48.意外な人物との再会
48.意外な人物との再会
洞窟をしばらく行ったところで、分かれ道がいくつかあったが、
モディフィケータを確認しながら、人の反応があった方へ、進んでいく。
「あっ、オレンジジュース、忘れていた。」
ジュンはオレンジニュースをいくつかの水鉄砲に詰め、準備する。
あとは、噴霧器にもオレンジジュースを入れる。
「洞窟探査というのに、なんか滑稽ね。」
リリルがそういう。
「いや、おかしいように見えるかもしれないが、
ほぼ敵は、人間の姿をしたバンパイア族だと思ってね。
確かにバンパイアがオレンジジュースを嫌がるなんて、俺もおかしいと思うよ。」
ジュンがそう返す。
「そうね、でも事前に準備することは良いことよね。」
リリルがそう言う。
「私にも、オレンジジュース入りの水鉄砲もらえませんか?」
ジュンはハンスにオレンジジュース入りの水鉄砲を渡し、使い方を説明する。
その他、オレンジジュースのパックを開けたものを準備し、そのまま、モディフィケータに戻す。
そうした上で、再び洞窟を進んでいく。
しばらく進んだところで、ジュンが足を止める。
「この扉の向こうにいる。」
ジュンはモディフィケータを確認しながらそう言う。
ジュンは以前、サザリア城の地下で使った、ファイバー上のカメラを取り出し、
中を確認する。
カメラとモディフィケータをつなぎ、中の様子を見ると、
何と、サマルトル子爵の斥候リーダーであるサーシャとミリ、ローラ、あと数名いる。
「確か的反応があるのは2名だったのよね。」
モディフィケータ画面を見ながらリリルがそう言う。
「そう。
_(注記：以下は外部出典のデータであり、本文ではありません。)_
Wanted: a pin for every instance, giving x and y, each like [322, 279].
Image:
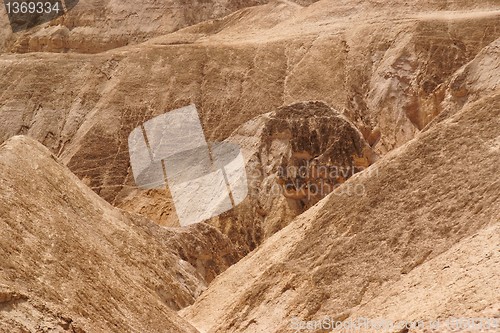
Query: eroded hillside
[400, 99]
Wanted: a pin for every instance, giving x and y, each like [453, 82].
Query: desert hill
[386, 75]
[405, 93]
[93, 26]
[422, 199]
[71, 262]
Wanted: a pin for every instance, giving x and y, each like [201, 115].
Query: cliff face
[384, 67]
[370, 136]
[93, 26]
[71, 262]
[430, 201]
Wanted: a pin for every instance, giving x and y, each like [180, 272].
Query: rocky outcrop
[341, 254]
[381, 71]
[97, 26]
[71, 262]
[295, 156]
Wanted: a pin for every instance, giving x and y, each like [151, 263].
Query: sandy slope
[420, 200]
[71, 262]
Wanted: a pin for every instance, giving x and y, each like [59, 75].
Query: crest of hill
[94, 26]
[71, 262]
[431, 195]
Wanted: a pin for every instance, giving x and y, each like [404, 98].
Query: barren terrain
[403, 95]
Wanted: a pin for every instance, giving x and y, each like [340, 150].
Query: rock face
[384, 72]
[71, 262]
[370, 133]
[295, 156]
[335, 259]
[94, 26]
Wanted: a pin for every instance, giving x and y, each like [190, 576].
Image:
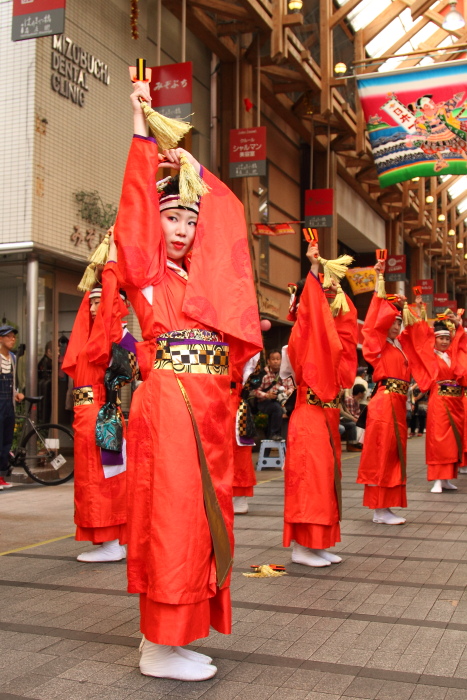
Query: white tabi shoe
[108, 551]
[329, 556]
[385, 516]
[448, 485]
[240, 505]
[163, 661]
[303, 555]
[186, 653]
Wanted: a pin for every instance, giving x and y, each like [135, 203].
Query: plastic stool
[264, 458]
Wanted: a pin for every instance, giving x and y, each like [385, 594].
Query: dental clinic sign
[73, 68]
[35, 18]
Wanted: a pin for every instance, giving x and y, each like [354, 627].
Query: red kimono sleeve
[141, 246]
[315, 350]
[379, 319]
[107, 326]
[347, 329]
[418, 342]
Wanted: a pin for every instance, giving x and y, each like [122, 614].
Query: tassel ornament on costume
[340, 303]
[167, 132]
[265, 571]
[381, 293]
[191, 185]
[335, 269]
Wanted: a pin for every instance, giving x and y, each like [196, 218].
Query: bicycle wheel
[47, 454]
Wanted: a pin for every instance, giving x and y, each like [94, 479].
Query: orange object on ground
[322, 351]
[383, 462]
[170, 549]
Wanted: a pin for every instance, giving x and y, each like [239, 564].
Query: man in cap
[8, 396]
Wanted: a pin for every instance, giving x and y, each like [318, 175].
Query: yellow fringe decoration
[190, 184]
[101, 254]
[265, 571]
[335, 269]
[381, 293]
[340, 303]
[167, 132]
[89, 279]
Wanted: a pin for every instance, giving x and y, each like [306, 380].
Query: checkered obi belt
[314, 401]
[193, 351]
[450, 388]
[392, 385]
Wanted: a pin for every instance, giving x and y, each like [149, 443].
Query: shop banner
[439, 301]
[35, 18]
[361, 279]
[319, 208]
[395, 268]
[171, 90]
[428, 287]
[247, 152]
[417, 121]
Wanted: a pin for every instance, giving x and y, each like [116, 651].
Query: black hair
[358, 389]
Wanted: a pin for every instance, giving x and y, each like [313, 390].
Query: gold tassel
[407, 316]
[265, 571]
[167, 132]
[190, 184]
[89, 279]
[101, 254]
[381, 294]
[340, 303]
[335, 269]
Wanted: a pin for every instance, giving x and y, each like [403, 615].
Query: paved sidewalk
[390, 622]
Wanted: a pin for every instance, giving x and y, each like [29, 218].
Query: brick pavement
[390, 622]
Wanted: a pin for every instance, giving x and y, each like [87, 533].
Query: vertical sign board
[428, 287]
[319, 208]
[247, 152]
[171, 90]
[395, 268]
[35, 18]
[439, 302]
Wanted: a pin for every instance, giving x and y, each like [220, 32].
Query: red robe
[170, 553]
[382, 464]
[444, 444]
[322, 351]
[100, 503]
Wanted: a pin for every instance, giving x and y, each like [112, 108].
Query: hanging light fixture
[453, 20]
[295, 5]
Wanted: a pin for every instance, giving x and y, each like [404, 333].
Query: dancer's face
[442, 342]
[395, 329]
[179, 228]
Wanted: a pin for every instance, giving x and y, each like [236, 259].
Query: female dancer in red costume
[198, 315]
[383, 463]
[322, 352]
[436, 365]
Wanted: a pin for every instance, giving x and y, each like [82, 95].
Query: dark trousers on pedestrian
[7, 427]
[274, 412]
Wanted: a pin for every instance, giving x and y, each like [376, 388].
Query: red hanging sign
[171, 89]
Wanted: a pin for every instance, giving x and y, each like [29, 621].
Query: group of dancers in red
[164, 499]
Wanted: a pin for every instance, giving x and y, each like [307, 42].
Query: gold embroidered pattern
[314, 401]
[193, 358]
[83, 396]
[396, 386]
[447, 389]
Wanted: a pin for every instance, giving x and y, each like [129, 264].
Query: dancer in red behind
[383, 463]
[322, 352]
[186, 268]
[436, 365]
[100, 493]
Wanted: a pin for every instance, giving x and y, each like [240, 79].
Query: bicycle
[44, 451]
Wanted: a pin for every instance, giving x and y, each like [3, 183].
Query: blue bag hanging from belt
[109, 423]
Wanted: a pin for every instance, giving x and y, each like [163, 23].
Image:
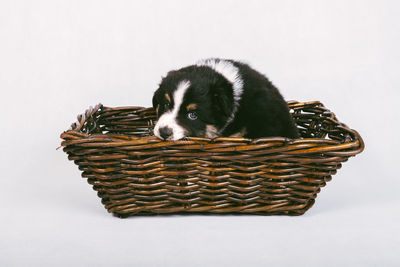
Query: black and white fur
[218, 97]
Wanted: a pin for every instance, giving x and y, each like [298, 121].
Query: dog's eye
[192, 116]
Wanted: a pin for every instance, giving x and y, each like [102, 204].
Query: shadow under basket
[135, 173]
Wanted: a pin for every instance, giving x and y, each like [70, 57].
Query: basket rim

敵反応があるものは…、あの子の男性だな。
あとは…ミリ?」
モディフィケータの敵対反応は明らかにこの2名だった。
「この2名にオレンジジュースをかけ、確認する。」
2人はうなずく。
ジュンはカメラを外し、勢いよく扉を開ける。
そしてミリとその近くにいた男の2名に、
ジュンとハンスの2名で、オレンジジュース入り水鉄砲をかける。
一瞬の出来事で、サーシャやローラは何があったのかわからず、固まっていた。
「「ギャー。」」
周りに大きな声が聞こえる。そして転げまくる。
ミリと近くにいた男性からは、煙が上がり始める。
「あ、あなたは、ジュンでしたね。ど、どういうことですか?」
サーシャは訪ねてくる。
「王城でゼレスの町から来たバンパイアが見つかりまして、
その2名はその疑いがあるので、バンパイアの弱点である、
オレンジジュースを使ったのです。」
「な、なぜわかった?余、よくもいきなり…。」
落ち着きを少し取り戻したミリが起き上がり襲ってきた。
ジュンはオレンジジュースを入れた噴霧器を素早く取り出し、噴霧する。
その隣のバンパイアと思われる男性にも噴霧する。
「「ギャー。」」
2人の動きは再び止まり、床に崩れ落ち、さらに煙が立ち上がる。
「ど、どうして…。」
サーシャが狼狽える。
「こ、この2人は人間ではないというのか?」
ローラも狼狽えて、ジュンに質問をしてくる。
「人間ならば、オレンジジュースで煙が出たり、ここまで、ダメージを受けないはずです。
彼らはバンパイアなのです。」
ジュンがそういう。
「大切な仲間のミリをこの様にしてすみません。
でも彼女達は人間ではないのです。」
そういうと、ジュンは出力を弱くしたエネルギーフェーザー銃を2名に撃つ。
2人は動かなくなった。
「ど、どうして…」
狼狽えるサーシャが落ち着くのを待って、事情を聴くことにした。